The verdict marker is matched on the first matching line. A reviewer prompt that says “the previous verdict was APPROVED” early in its output and VERDICT: REQUEST_CHANGES later will be misread. Reviewer prompts are written to produce the marker first.
Skill content reaches the agent via the read tool, not the prompt. The runner never embeds SKILL.md text in either the user prompt or the system prompt. Only name + description appear in the system-prompt XML catalogue; the body is loaded on demand. Skill files are not template-rendered — {{varName}} inside a SKILL.md reaches the agent verbatim, so skills should not depend on workflow-context substitution.
output_var collisions silently overwrite. If two phases declare output_var: result, the second wins. Names are unprotected.
Frontmatter name and description are mandatory on skills. pi-coding-agent’s loader silently drops SKILL.md files that omit either, which would surface as “no skills appeared in the catalogue” with no error.

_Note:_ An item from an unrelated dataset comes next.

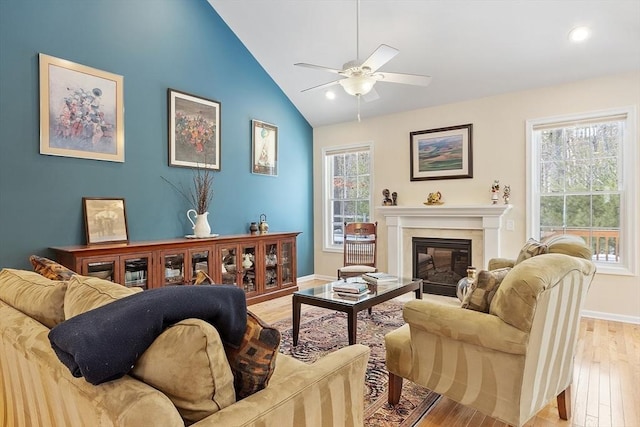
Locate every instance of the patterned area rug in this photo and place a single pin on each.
(323, 331)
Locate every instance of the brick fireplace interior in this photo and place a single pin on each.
(441, 263)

Audit on add.
Phase-rendered shell commands are sanity-checked. until_bash and type: bash commands are rejected if they contain unrendered {{}} markers after template rendering (validateShellCommand) — a defence against template injection.

Current implementation

Piece	File
Template engine	`src/workflows/templates.ts`
`buildPhasePrompt`, render pipeline	`src/workflows/runner.ts`
`phaseConfigFor` (resolves skills onto ExecutorConfig)	`src/workflows/runner.ts`
Prompt templates	`workflows/prompts/*.md`
Skill name validation + path resolution	`src/workflows/loader.ts` (`resolveSkillPaths`)
Per-phase skill bundle staging	`src/engine/agent-executor.ts` (`stageSkillBundle`)

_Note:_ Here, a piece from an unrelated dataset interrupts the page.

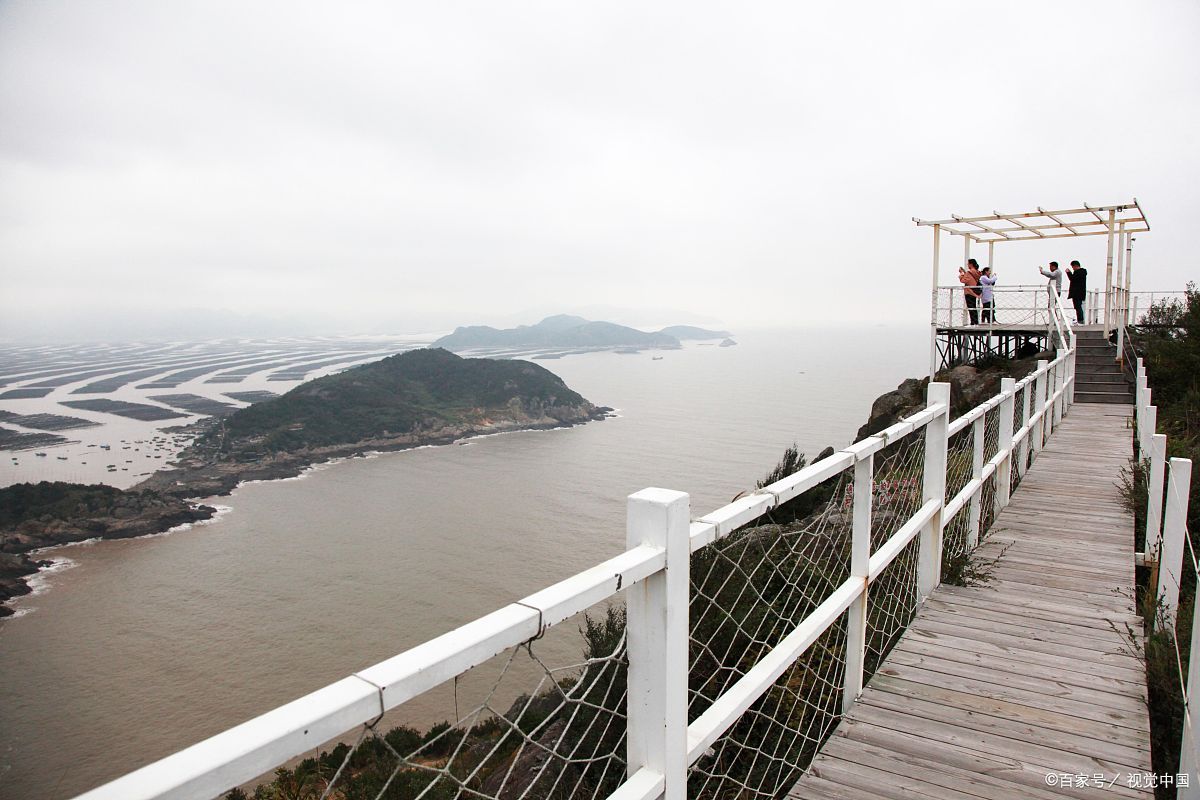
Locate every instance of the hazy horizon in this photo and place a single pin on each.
(217, 168)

Variable context assembly	`src/workflows/simple.ts`

Rebuild notes

Pick one templating language and stick with it. The mix of {{var}} Mustache-ish syntax plus ${X.output} interpolation is workable but easy to mis-quote. A re-implementation might unify on a single syntax — just make sure the migration is total.

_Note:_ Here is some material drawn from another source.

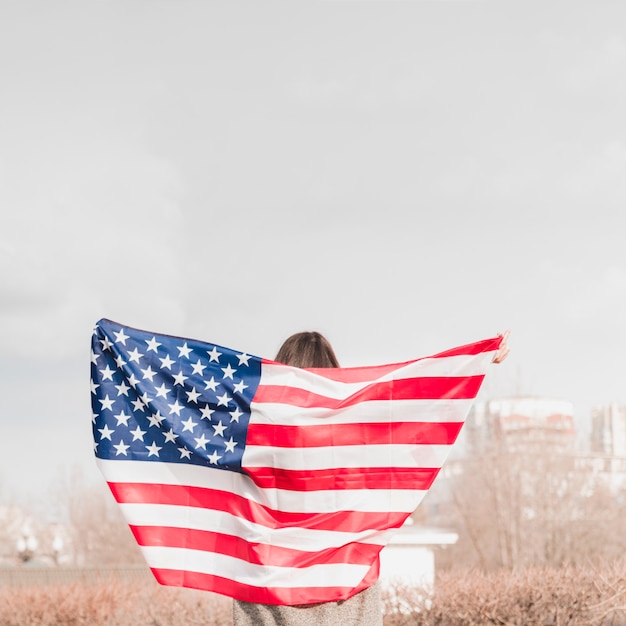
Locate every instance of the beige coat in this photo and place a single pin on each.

Make the truthy rules explicit. {{#if x}} truthiness includes non-empty string, non-zero number, non-empty array, true. Other template engines bias differently. Document or test the choice.
Treat the prompt files as code. They’re versioned, reviewable, and the wire-format between agents. Changes to a prompt are behaviour changes; treat them with the same care as code.
Don’t move the handoff folder into the DB. The convention of committing architect-plan.md etc. to the branch is what lets the reviewer see exactly what the executor agreed to do. Reading those from SQLite would still work, but it would lose the audit trail and the human-readable history on the PR.
Verdict markers are an interface contract. Prompts produce them; the runner parses them. Both sides should agree before either side ships. If you change the marker format, update both at once.
Progressive disclosure scales linearly. Because only name + description reach the system prompt, a phase with five skills costs the agent about the same context budget as a phase with one. The agent only pays the read cost for skills it actually loads. A re-implementation that pastes skill bodies into the prompt (the legacy approach) will block multi-skill phases on context budget.
Workflow-context variables belong in the prompt, not the skill. Skills are static — they don’t get template-rendered. If a phase needs to thread {{issueNumber}} etc., put that in the prompt: template and let the agent combine it with the skill’s instructions on its own.